When Hurricane Andrew devastated southern Miami-Dade County in 1993, it washed away a 100-years' worth of basic assumptions about the threat of hurricanes and the impact they could have on a homeowners' insurance market. With insurers neglecting to realize the amount of risk being generated by the growth of the population, much of which was migrating to coastal counties, insurers' rates were sorely inadequate to meet the challenge of absorbing the level of Andrew losses. As a result, insurers were unprepared for the somewhere between $11 billion and $15 billion in losses, which led 11 companies to go under.

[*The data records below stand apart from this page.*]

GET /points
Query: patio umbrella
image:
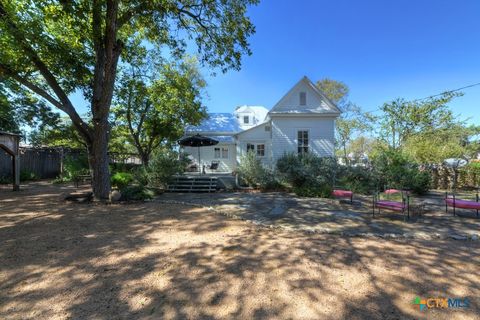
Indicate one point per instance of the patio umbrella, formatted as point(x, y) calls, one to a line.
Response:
point(197, 141)
point(455, 163)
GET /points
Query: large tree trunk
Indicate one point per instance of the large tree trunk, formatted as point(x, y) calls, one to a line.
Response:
point(99, 161)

For the next several years, the experience of Andrew set in motion a debate as the legislature, regulators, and the industry searched for that fine line between how much risk the private market could realistically bear and what should be the role of government in the insurance market. Spanned by several years with a flurry of property and casualty task forces, and the passage of a number of reform bills, some of the state's largest insurers–State Farm and Allstate–took the position that hurricanes were uninsurable. That position sent the first wave of lawmakers, insurers, and others to Washington, D.C., to advocate for a national catastrophe fund. While that conversation fell on deaf ears, Florida created its own solution in the form of the Florida Hurricane Catastrophe Fund.

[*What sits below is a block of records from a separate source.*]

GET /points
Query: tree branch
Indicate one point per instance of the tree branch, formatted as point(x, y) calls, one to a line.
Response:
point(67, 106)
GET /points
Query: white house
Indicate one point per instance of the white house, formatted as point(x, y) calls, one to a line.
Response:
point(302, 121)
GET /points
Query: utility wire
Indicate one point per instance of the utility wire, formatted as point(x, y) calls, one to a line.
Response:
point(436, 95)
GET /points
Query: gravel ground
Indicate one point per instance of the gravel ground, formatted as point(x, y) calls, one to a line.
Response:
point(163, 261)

Post Andrew, the weather granted Florida a reprieve, with few storms affecting the market. This allowed the cat fund to accumulate capitol and lead to the creation of any number of new insurers to help depopulate the former Florida Residential Property Joint Underwriting Association. But even the state-run insurer can do only so much, which is why, in the wake of the 2004 and 2005 when Florida absorbed hurricane losses in the $30 billions, lawmakers once again descended on Washington, D.C. This time, however, Florida officials were not alone, as they were joined by officials from Mississippi, Alabama, and Louisiana, where Hurricane Katrina decimated New Orleans, much of which still lies in ruins. And the regulators also carried with them the warnings from experts who stated that coastal areas should expect even more storms over the next decade.